Mi papá conoció a este señor en su trabajo, como a todos los extranjeros que llegaban a la casa, gente loca del norte a la que le daba el arranque de estudiar o trabajar en la agricultura del trópico. A mi papá le gustaba llevar extranjeros a la casa y ponerlos a hablar de su país, y de vez en cuando intervenir como si él también conociera el lugar. Raso había estudiado medicina por un tiempo y recuerdo haberlo sorprendido mucho con mi recitación de memoria del proceso digestivo. Lo único que hasta el sol de hoy recuerdo de toda esa retahíla es la palabra pepsina. Por esa época los exámenes de biología e historia los preparaba grabando el texto en un casete y escuchando la cinta una y otra vez. Consideraba el proceso toda una maravilla tecnológica.
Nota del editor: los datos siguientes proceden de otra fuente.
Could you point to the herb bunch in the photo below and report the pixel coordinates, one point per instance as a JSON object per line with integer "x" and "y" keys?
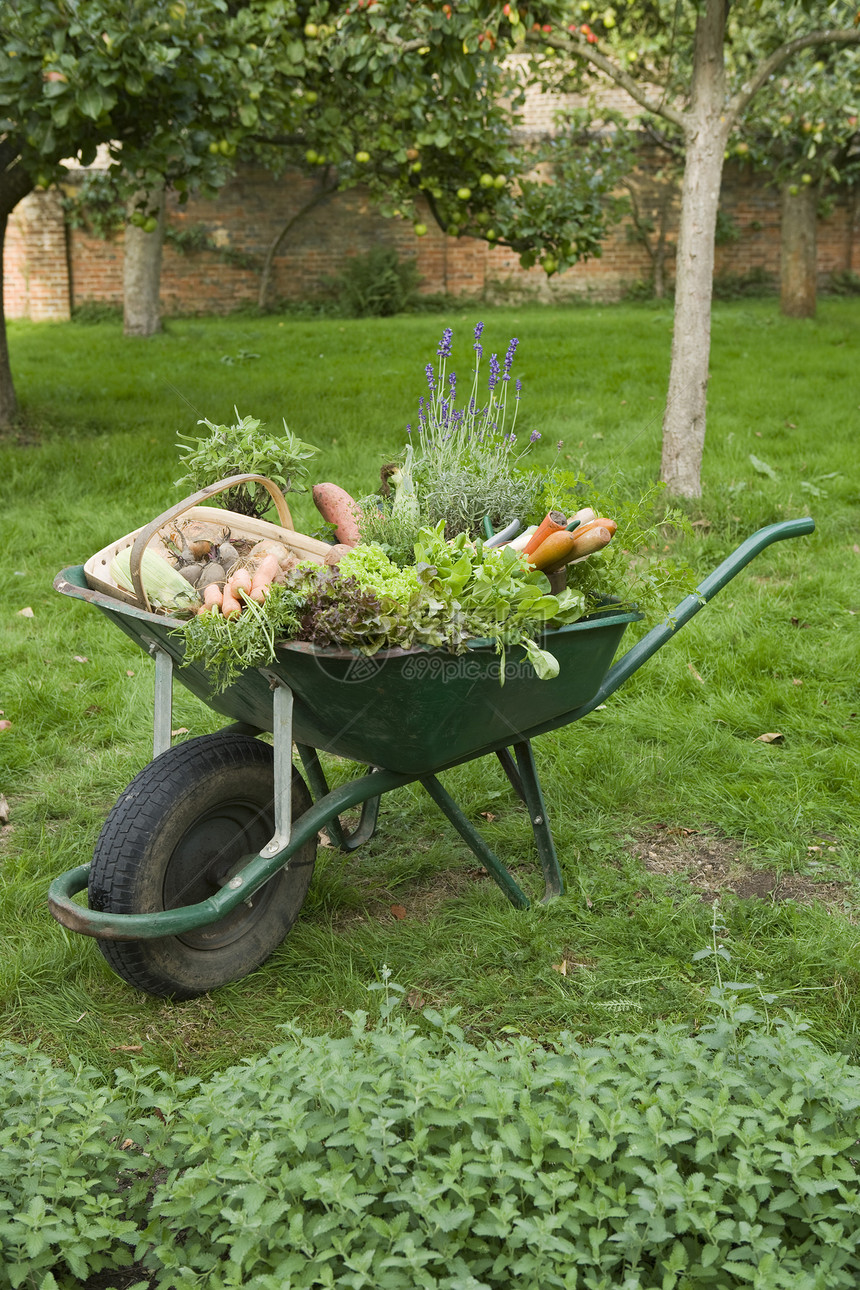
{"x": 467, "y": 459}
{"x": 245, "y": 448}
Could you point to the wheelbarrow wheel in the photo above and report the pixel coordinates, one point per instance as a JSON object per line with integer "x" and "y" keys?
{"x": 173, "y": 839}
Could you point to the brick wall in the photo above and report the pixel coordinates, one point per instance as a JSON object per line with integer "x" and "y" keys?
{"x": 35, "y": 263}
{"x": 48, "y": 267}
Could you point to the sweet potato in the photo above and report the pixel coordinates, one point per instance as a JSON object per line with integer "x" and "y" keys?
{"x": 335, "y": 506}
{"x": 595, "y": 539}
{"x": 552, "y": 523}
{"x": 553, "y": 552}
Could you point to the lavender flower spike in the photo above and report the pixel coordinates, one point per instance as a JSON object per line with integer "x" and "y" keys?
{"x": 508, "y": 359}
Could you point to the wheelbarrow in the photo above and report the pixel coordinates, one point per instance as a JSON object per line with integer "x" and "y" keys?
{"x": 204, "y": 862}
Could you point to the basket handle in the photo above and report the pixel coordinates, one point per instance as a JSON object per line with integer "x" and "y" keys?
{"x": 146, "y": 534}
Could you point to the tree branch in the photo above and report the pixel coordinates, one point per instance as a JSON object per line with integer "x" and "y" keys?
{"x": 587, "y": 53}
{"x": 328, "y": 185}
{"x": 739, "y": 103}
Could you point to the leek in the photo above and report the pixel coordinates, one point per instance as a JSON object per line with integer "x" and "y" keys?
{"x": 165, "y": 587}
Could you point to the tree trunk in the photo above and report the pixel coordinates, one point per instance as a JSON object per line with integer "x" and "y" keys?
{"x": 707, "y": 130}
{"x": 8, "y": 401}
{"x": 142, "y": 271}
{"x": 798, "y": 252}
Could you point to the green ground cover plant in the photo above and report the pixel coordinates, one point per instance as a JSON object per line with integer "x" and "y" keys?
{"x": 659, "y": 804}
{"x": 404, "y": 1153}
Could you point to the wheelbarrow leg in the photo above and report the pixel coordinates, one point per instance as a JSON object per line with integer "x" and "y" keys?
{"x": 366, "y": 826}
{"x": 533, "y": 797}
{"x": 490, "y": 861}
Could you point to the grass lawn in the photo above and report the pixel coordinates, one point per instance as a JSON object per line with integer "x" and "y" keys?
{"x": 659, "y": 804}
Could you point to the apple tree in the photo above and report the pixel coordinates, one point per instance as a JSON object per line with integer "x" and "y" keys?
{"x": 802, "y": 136}
{"x": 148, "y": 79}
{"x": 694, "y": 67}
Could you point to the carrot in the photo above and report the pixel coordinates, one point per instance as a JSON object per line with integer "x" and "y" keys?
{"x": 230, "y": 606}
{"x": 263, "y": 578}
{"x": 587, "y": 525}
{"x": 552, "y": 523}
{"x": 335, "y": 506}
{"x": 212, "y": 597}
{"x": 335, "y": 554}
{"x": 560, "y": 548}
{"x": 595, "y": 539}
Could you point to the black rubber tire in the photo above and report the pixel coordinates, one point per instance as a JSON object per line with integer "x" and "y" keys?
{"x": 172, "y": 840}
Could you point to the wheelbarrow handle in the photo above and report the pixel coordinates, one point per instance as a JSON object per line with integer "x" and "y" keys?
{"x": 147, "y": 533}
{"x": 690, "y": 605}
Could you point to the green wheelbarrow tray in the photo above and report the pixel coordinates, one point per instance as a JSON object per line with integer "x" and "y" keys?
{"x": 408, "y": 715}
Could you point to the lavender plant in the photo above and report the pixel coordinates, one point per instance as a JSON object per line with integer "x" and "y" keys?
{"x": 468, "y": 462}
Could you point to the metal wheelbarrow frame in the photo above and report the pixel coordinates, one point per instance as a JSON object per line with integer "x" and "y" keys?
{"x": 320, "y": 699}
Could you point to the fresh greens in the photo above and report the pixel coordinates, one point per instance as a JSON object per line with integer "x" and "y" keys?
{"x": 227, "y": 646}
{"x": 636, "y": 569}
{"x": 455, "y": 592}
{"x": 244, "y": 449}
{"x": 494, "y": 594}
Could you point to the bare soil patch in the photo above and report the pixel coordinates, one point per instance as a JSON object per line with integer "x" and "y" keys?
{"x": 714, "y": 864}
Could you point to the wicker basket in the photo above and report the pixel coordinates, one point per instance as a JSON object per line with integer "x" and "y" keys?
{"x": 97, "y": 570}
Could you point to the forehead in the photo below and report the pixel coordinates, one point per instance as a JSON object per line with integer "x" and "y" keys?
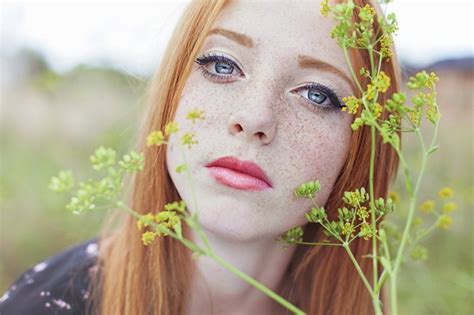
{"x": 283, "y": 27}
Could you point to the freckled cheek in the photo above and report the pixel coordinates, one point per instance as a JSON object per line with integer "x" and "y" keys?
{"x": 324, "y": 148}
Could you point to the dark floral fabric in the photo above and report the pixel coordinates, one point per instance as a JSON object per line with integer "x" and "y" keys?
{"x": 57, "y": 285}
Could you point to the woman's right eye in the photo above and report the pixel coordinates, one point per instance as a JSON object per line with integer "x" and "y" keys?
{"x": 223, "y": 67}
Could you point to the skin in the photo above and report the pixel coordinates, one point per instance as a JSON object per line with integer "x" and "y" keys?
{"x": 256, "y": 114}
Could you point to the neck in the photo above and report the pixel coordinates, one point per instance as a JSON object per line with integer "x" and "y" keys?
{"x": 215, "y": 290}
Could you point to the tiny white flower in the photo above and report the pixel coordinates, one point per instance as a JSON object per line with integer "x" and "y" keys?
{"x": 40, "y": 267}
{"x": 92, "y": 249}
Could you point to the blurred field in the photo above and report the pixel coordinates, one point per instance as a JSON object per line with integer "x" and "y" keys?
{"x": 51, "y": 122}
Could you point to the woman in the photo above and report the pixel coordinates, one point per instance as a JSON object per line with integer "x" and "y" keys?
{"x": 270, "y": 80}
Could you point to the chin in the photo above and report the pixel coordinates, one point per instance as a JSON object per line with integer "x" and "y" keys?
{"x": 230, "y": 228}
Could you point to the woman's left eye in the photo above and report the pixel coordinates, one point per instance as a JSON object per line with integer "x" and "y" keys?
{"x": 223, "y": 66}
{"x": 318, "y": 95}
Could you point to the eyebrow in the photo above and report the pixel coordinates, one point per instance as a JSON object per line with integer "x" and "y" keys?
{"x": 304, "y": 62}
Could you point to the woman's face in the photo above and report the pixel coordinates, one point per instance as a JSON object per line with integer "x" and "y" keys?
{"x": 259, "y": 108}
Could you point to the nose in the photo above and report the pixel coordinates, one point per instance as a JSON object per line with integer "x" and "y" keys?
{"x": 251, "y": 125}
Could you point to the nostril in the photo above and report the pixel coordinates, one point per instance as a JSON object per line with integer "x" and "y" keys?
{"x": 236, "y": 128}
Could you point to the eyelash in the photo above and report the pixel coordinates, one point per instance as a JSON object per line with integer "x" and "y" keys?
{"x": 336, "y": 102}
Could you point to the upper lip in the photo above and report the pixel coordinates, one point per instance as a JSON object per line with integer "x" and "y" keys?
{"x": 247, "y": 167}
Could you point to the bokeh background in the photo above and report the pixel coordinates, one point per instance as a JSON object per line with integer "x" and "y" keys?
{"x": 74, "y": 76}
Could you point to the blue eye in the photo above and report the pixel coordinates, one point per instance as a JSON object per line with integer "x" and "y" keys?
{"x": 224, "y": 66}
{"x": 321, "y": 96}
{"x": 317, "y": 97}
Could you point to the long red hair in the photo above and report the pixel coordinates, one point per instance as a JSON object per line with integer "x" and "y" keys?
{"x": 135, "y": 279}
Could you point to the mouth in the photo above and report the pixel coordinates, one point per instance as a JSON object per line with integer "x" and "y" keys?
{"x": 244, "y": 175}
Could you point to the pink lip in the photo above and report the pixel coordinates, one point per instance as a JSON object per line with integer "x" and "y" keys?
{"x": 244, "y": 175}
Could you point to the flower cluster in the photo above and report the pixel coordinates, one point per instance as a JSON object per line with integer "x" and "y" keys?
{"x": 163, "y": 223}
{"x": 97, "y": 193}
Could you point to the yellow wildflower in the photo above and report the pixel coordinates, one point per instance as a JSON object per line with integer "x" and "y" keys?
{"x": 395, "y": 196}
{"x": 449, "y": 207}
{"x": 325, "y": 9}
{"x": 195, "y": 114}
{"x": 446, "y": 193}
{"x": 427, "y": 206}
{"x": 188, "y": 139}
{"x": 444, "y": 221}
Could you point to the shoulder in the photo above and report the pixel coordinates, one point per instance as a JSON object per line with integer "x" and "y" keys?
{"x": 57, "y": 285}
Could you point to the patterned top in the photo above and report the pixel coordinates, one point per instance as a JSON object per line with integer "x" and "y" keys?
{"x": 58, "y": 285}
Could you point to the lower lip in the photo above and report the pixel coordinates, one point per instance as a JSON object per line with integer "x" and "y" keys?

Aunque no lo sé con certeza me imagino que Raso hizo investigación en el instituto donde trabajaba mi papá, y supongo que al cabo de unos cuantos años decidió quedarse en el trópico para siempre, tener una finca con chivos y otros animales en algún lugar desconocido del Ecuador y nunca jamás regresar a Alemania. De Raso nunca se volvió a saber nada, y hoy me acordé de su pinta de chaqueta de cuero que desentonaba tanto en el calor del valle, pero que sin duda tendría mucho sentido aquí, en la fría Berlín de finales de 2009. No me acuerdo si Raso era del este o el oeste, igual no importa. Me gustaría verlo, invitarlo a un currywurst, y decirle cuánto me gusta la capital de su país, y contarle así como él me enseñó los números en Alemán desde el uno hasta el diez.